Tutto terribile, se ci aggiungiamo manicomi forzati (Vladimir Bukovskij ed Ezra Pound) o lavori forzati (Solgenitsin, Sinjavskij e Daniel), ma onesti: tutto esecrabile, ma profondamente irreprensibile. Io ho il potere, e io lo gestisco; la mia verità non può essere confutata.
Il caso di Julian Assange, dal punto di vista simbolico, dimostra la viltà delle istituzioni democratiche. L’attacco a WikiLeaks non è la rivendicazione di una dottrina, ma il riconoscimento di verità che non devono essere rivelate. Ergo: sappiamo di mentire, ma la menzogna non può essere svelata e divulgata. Siamo oltre al convincimento di fede; siamo alla volontà di proporre il falso. Assange dice il vero, ma il vero dev’essere occultato.
In questa condizione surreale, e grazie all’avanzata tecnologia, la mordacchia che decretava fisicamente il silenzio è stata sostituita dalla perfezione degli algoritmi e dell’intrusione bancaria. L’isolamento sociale viene applicato con l’oscuramento dei siti di informazione, con lo sfinimento attraverso le citazioni giudiziarie, con il blocco dei conti di finanziamento, con l’intimidazione di testi e di sostenitori. Metodi subdoli, ipocriti e democraticamente legittimi.
Fisicamente, poi, il potere ha rinunciato alla ghigliottina giacobina, alla forca plebea, al rogo inquisitorio: ha sostituito il boia con il burocrate informatico che uccide visivamente il dissidente, azzerando i suoi contatti e le sue minime esigenze esistenziali.

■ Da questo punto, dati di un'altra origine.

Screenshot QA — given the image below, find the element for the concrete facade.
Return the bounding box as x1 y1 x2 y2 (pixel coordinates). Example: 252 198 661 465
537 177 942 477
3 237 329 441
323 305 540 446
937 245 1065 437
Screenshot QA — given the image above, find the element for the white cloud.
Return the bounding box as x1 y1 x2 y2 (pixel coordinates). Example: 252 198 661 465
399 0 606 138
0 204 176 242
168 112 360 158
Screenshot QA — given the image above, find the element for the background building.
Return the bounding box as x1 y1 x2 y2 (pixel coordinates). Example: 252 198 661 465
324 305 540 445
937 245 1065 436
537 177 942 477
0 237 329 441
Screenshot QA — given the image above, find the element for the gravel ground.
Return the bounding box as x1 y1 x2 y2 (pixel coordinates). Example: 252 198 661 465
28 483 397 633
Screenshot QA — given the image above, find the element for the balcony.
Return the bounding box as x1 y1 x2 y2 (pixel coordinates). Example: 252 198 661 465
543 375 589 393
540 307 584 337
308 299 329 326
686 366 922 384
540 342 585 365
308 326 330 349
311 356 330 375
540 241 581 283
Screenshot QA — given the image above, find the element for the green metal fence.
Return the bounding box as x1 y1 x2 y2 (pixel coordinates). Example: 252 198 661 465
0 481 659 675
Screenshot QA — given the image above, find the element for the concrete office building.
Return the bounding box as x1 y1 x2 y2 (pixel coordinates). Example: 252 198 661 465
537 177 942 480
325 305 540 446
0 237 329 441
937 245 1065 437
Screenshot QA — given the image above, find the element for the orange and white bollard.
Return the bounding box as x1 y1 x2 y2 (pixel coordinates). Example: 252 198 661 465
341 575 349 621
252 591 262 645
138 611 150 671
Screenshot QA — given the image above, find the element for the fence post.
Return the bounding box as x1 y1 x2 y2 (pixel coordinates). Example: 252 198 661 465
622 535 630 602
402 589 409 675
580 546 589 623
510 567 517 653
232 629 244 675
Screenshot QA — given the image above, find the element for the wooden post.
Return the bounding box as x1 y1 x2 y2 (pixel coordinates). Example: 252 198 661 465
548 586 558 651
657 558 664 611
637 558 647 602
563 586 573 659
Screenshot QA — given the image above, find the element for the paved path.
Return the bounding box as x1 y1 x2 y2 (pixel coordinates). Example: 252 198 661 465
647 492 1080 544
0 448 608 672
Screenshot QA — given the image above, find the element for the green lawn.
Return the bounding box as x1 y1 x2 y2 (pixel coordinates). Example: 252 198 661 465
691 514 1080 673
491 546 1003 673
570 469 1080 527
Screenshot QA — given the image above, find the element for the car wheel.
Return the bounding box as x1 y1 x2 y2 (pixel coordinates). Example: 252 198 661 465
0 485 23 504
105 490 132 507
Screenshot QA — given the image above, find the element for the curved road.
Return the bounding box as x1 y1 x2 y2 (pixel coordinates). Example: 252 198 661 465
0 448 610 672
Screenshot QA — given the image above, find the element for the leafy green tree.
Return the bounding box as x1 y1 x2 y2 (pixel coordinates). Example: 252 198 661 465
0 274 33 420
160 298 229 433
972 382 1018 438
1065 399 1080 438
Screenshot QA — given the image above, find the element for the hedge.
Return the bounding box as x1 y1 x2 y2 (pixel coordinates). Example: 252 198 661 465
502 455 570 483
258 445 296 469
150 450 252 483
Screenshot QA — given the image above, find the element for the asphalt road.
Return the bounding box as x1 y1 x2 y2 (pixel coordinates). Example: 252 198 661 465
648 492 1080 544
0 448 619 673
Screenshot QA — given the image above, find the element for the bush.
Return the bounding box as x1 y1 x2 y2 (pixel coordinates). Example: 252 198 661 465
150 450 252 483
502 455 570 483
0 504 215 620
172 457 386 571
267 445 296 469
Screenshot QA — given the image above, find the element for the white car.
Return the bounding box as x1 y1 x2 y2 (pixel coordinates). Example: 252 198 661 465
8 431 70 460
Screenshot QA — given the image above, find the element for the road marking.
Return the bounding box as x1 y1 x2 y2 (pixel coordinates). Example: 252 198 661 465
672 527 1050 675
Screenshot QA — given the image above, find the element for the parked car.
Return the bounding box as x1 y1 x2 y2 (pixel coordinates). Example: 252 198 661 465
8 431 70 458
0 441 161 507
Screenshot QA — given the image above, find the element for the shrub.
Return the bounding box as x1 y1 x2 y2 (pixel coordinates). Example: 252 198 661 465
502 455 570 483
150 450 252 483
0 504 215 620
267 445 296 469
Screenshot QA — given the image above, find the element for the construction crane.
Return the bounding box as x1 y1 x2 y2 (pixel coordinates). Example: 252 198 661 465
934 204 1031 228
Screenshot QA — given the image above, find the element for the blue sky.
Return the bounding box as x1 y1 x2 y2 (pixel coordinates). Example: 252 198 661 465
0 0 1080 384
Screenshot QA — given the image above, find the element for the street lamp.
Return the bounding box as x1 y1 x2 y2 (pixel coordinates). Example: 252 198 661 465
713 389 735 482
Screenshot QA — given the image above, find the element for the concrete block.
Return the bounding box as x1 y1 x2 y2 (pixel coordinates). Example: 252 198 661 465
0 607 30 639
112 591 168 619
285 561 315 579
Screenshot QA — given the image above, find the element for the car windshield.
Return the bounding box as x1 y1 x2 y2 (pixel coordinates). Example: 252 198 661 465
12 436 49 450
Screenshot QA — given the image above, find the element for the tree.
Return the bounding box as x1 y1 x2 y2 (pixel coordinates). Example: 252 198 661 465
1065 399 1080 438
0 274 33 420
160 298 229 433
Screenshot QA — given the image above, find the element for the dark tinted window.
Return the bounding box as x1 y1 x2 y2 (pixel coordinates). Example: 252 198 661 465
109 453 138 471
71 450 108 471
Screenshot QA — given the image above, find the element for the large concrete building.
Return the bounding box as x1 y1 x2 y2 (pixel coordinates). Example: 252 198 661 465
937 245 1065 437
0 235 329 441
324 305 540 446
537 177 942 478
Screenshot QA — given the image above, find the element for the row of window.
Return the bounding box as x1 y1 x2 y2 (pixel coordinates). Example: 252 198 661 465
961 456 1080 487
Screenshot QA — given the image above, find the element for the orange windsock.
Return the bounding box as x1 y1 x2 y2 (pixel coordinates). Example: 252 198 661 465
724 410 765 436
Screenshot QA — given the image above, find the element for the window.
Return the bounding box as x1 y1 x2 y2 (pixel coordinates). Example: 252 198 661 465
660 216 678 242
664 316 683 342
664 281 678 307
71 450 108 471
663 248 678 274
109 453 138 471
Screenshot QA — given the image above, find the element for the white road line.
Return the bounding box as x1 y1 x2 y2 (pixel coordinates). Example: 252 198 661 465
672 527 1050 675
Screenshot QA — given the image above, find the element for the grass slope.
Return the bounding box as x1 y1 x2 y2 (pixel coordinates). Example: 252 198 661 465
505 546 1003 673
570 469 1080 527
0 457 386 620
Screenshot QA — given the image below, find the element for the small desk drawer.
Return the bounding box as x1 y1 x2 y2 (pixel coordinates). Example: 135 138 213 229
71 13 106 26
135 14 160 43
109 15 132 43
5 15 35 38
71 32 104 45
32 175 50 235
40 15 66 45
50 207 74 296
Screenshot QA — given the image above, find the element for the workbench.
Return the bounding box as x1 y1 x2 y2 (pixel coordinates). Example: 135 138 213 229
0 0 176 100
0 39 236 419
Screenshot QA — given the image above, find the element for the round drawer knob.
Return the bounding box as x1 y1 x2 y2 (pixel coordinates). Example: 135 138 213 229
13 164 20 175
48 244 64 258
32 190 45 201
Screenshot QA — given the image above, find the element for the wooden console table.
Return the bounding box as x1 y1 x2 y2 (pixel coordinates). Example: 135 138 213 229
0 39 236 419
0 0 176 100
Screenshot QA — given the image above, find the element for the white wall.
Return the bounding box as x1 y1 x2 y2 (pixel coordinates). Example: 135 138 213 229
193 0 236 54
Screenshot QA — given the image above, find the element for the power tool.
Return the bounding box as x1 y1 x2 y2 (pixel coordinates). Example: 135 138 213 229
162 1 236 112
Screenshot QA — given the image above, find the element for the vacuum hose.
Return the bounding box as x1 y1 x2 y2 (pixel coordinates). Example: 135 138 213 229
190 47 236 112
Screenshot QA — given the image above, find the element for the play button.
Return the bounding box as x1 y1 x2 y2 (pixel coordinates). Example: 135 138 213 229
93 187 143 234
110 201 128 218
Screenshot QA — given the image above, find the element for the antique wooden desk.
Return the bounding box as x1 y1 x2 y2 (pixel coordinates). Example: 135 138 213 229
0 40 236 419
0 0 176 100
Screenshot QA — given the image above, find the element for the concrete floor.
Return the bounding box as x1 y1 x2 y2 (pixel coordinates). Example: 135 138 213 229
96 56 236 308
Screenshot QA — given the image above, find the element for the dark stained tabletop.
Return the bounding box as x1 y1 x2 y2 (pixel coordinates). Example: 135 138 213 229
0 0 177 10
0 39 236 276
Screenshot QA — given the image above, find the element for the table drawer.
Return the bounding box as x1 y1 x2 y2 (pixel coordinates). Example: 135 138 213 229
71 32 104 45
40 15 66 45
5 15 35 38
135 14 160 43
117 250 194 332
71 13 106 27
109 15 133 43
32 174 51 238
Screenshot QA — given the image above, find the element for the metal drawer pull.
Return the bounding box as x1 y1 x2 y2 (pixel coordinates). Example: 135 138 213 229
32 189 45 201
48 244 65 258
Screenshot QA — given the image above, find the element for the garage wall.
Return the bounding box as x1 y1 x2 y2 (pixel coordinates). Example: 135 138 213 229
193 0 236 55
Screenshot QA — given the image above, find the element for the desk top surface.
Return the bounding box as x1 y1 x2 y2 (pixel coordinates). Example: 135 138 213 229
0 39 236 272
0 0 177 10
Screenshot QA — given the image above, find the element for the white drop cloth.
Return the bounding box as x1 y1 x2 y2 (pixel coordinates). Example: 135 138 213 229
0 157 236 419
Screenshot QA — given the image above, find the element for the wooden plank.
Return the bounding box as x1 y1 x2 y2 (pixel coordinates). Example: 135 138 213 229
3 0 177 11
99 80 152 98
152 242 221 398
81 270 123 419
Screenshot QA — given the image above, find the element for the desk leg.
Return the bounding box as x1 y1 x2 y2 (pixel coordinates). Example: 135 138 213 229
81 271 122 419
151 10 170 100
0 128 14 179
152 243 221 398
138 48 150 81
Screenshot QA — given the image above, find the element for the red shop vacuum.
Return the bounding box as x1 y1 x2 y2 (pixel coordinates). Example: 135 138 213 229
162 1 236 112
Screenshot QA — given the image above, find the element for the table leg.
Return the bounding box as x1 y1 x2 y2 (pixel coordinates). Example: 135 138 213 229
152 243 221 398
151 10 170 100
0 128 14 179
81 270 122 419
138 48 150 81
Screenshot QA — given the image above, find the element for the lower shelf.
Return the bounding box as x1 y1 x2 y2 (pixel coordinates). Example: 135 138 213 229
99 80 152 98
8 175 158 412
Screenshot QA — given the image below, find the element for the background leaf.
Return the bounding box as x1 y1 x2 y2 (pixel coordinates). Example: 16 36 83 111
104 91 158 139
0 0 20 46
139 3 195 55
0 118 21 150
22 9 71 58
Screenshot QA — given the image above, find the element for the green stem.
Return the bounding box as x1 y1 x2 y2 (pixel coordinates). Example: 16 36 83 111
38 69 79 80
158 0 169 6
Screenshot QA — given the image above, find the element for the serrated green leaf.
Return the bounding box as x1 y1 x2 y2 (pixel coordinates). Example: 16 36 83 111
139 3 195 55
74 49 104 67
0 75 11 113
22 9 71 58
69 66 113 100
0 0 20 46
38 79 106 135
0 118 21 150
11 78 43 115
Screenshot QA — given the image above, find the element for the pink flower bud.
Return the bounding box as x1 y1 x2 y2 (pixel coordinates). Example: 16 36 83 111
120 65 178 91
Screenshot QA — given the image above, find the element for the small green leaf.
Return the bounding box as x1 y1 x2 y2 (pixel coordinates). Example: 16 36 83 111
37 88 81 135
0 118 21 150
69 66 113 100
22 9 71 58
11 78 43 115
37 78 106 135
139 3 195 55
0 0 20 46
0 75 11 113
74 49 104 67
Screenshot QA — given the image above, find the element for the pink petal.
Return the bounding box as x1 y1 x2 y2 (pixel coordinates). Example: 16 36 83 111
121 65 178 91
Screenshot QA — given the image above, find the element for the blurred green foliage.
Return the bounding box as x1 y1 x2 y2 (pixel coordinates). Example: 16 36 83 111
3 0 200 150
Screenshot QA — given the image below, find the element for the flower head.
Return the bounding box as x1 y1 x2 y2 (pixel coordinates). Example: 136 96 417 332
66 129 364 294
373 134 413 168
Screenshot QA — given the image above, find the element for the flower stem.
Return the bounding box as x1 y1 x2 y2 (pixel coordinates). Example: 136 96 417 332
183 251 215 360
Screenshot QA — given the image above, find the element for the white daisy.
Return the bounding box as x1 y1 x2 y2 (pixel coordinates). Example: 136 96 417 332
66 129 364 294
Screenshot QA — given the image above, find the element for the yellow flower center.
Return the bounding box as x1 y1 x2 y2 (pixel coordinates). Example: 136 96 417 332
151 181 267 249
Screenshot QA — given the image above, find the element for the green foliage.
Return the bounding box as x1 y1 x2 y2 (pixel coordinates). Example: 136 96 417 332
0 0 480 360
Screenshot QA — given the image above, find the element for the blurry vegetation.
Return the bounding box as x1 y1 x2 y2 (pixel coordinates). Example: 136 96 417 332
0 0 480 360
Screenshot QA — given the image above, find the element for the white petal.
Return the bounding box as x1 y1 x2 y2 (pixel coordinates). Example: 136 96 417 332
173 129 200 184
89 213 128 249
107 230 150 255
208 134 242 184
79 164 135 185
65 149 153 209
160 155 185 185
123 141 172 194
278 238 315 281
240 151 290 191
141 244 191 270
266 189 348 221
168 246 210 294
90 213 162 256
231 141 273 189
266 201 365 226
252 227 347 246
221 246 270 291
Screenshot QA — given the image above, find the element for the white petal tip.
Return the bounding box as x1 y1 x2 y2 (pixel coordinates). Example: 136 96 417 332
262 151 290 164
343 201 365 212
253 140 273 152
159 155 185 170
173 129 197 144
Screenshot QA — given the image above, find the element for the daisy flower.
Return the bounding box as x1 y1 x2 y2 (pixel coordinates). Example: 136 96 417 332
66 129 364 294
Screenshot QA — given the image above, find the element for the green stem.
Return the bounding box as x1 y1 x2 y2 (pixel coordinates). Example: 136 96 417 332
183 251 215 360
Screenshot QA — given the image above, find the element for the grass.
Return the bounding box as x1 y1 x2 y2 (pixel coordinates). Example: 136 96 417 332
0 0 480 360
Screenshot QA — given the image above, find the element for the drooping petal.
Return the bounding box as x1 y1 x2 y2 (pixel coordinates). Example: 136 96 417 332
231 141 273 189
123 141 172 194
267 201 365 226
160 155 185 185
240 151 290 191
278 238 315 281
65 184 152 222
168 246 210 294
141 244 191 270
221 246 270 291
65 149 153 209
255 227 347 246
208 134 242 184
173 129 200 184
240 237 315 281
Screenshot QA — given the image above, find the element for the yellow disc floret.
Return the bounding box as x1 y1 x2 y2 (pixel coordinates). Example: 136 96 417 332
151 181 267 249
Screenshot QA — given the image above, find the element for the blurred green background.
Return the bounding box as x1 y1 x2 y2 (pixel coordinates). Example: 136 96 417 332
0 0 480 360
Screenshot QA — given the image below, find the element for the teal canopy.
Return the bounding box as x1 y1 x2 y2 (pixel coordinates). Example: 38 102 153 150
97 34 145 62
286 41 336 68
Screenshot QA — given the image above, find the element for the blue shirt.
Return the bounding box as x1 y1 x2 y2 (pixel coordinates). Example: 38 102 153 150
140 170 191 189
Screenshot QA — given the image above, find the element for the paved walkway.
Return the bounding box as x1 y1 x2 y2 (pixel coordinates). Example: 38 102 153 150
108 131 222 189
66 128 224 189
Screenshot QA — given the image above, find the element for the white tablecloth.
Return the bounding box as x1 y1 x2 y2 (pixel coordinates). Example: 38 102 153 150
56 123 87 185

Il sistema totalitario tratta i dissidenti da attori, quello democratico li riduce a comparse.
Per la democrazia, il corpo del dissidente, dell’eversivo, del ribelle, dell’irriducibile – che sia quello di Bobby Sands nel carcere di Maze a Long Kesh o quello di Julian Assange al Belmarsh di Londra – deve semplicemente scomparire, senza esposizione come esempio alla folla. Il corpo vivente viene sottratto alla visibilità e fatto letteralmente scomparire, da vivente, al riconoscimento pubblico.
È questa la missione più ardua per i sostenitori di Assange: far capire che lui esiste, che non è un semplice oggetto giuridico, che i suoi princìpi sono quelli di tutti coloro che sono refrattari all’ipnosi propagandistica del potere.